Automatic detection method and system for fetal head volume in ultrasonic image
Technical Field
The invention belongs to the technical field of prenatal ultrasonic examination, and particularly relates to an automatic detection method and system for fetal head volume in an ultrasonic image.
Background
Fetal intracranial structural abnormalities are one of the most common congenital malformations, the incidence rate of which is 1% -3%, and the neurological functions in fetal mothers and after birth are affected to different degrees. Therefore, the detection of the fetal craniocerebral development state in the pregnancy period has important clinical significance. In addition to structural evaluation, the development size of each intracranial structure has important clinical significance, and can be used for evaluating whether hypoplasia exists in various craniocerebral structures (including whole brain, cerebellar hemisphere, vermis, and the like). Currently, the most common indexes for evaluating the fetal craniocerebral development condition in the conventional fetal ultrasound are the double apical diameter, the head circumference and the cerebellar transverse diameter. In a strict sense, however, volume values reflect organ growth levels more accurately than diameter values, as is also demonstrated in some other organ evaluations of the fetus.

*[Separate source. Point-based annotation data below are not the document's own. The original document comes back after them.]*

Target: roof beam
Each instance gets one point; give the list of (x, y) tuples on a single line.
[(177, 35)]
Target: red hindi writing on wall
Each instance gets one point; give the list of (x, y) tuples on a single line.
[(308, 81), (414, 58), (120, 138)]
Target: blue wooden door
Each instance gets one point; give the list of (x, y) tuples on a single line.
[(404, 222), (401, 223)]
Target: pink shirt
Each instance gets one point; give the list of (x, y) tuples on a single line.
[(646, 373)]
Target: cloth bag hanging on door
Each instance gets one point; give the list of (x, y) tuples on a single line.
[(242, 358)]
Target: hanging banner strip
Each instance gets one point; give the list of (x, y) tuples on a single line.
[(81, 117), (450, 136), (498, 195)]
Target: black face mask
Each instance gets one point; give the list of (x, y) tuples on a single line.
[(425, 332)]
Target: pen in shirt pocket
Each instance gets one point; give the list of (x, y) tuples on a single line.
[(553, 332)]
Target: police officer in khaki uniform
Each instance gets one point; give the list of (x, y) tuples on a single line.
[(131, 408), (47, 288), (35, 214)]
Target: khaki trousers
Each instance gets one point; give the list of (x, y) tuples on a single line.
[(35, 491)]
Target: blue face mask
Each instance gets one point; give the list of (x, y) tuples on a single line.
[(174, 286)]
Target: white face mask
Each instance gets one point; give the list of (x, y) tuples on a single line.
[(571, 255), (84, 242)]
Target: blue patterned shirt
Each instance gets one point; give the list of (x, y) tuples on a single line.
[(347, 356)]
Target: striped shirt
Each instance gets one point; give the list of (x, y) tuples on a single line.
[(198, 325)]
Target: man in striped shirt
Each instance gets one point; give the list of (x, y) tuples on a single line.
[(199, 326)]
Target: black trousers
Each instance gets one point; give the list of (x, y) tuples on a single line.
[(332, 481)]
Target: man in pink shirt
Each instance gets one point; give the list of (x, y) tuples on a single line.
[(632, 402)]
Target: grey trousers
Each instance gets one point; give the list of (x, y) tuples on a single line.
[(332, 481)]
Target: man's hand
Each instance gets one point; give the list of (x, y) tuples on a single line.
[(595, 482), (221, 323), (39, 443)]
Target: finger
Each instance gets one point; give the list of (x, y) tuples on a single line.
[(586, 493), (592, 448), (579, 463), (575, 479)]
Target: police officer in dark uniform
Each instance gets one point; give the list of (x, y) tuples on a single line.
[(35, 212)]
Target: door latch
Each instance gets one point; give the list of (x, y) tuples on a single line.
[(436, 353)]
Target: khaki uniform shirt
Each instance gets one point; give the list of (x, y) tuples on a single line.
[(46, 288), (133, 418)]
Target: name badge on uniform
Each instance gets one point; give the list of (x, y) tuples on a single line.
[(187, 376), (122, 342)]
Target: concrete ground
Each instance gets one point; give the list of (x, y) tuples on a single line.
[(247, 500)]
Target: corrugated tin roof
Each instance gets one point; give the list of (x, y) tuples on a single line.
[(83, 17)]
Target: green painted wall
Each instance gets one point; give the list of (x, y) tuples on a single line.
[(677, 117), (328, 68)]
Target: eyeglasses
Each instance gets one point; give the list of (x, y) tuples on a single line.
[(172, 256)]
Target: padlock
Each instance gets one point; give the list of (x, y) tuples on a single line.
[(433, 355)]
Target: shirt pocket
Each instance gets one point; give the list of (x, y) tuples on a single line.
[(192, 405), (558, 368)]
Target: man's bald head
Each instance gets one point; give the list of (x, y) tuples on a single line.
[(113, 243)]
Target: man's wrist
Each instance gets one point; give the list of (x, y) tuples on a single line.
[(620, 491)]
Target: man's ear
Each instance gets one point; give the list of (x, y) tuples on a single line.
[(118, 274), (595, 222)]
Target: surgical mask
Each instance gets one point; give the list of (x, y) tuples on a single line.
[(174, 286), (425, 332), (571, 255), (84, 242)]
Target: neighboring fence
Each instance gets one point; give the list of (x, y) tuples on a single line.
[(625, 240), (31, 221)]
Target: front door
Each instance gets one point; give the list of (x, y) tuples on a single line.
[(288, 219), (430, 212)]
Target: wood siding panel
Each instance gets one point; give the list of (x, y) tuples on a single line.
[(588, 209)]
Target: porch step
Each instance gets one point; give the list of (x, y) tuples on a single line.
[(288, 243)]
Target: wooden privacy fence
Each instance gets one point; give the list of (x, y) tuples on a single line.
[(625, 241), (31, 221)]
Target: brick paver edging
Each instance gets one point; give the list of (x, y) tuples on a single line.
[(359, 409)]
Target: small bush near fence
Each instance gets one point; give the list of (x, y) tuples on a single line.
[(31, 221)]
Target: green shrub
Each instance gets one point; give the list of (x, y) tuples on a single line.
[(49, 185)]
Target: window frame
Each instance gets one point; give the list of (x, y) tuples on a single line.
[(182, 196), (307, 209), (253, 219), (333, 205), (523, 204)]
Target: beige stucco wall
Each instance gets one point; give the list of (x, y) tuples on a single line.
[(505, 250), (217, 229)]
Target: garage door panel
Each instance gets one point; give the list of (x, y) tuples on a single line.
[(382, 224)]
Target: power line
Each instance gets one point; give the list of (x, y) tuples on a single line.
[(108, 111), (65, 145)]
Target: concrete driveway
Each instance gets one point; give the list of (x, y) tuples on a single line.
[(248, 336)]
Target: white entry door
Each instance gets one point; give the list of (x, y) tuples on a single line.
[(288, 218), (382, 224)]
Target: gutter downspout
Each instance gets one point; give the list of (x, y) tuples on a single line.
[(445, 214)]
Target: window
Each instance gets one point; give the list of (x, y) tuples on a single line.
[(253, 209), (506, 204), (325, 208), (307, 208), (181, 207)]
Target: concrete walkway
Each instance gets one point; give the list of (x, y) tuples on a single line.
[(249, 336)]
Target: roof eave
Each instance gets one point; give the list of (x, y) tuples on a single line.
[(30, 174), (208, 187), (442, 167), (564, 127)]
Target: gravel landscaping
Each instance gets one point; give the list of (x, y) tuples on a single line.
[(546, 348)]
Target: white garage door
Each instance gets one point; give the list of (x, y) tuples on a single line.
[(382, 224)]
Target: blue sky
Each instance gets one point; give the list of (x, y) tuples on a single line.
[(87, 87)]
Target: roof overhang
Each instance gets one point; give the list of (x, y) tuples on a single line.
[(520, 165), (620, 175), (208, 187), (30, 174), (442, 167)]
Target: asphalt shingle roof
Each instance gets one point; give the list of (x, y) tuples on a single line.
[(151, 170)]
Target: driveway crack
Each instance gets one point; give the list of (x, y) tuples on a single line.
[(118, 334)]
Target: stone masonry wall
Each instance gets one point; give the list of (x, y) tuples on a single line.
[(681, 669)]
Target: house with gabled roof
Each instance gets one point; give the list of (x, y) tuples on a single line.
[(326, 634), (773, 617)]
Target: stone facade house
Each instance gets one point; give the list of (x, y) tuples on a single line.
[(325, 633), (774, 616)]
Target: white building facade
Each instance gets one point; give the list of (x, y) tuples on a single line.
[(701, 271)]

The existing detection method of fetal brain volume is to assume that the fetal brain is a regular sphere and calculate the fetal head volume in a two-dimensional radial line mode. However, this method has some non-negligible drawbacks: firstly, due to the instability of the speed and direction of manual detection and uncontrollable factors such as movement artifacts caused by the movement of the pregnant woman or the fetus due to too long time consumption in the detection process, the definition of the finally obtained image is poor, and the detection accuracy is not high; secondly, as the fetal brain is of a three-dimensional structure, a long time is consumed when the fetal brain is converted into a two-dimensional section and is marked by a doctor, so that the workload of the sonographer is large, and the wide application of the method is influenced; third, different levels of sonographers using this method may have different diagnostic results, resulting in inconsistent test results.
Disclosure of Invention
The invention aims to solve the technical problems of poor image definition and accuracy in the existing detection method for fetal craniocerebral volume, the technical problem that the detection method is widely applied due to large workload of an ultrasonic doctor and the technical problem that the detection results are inconsistent due to different diagnostic results obtained by different levels of ultrasonic doctors using the detection method.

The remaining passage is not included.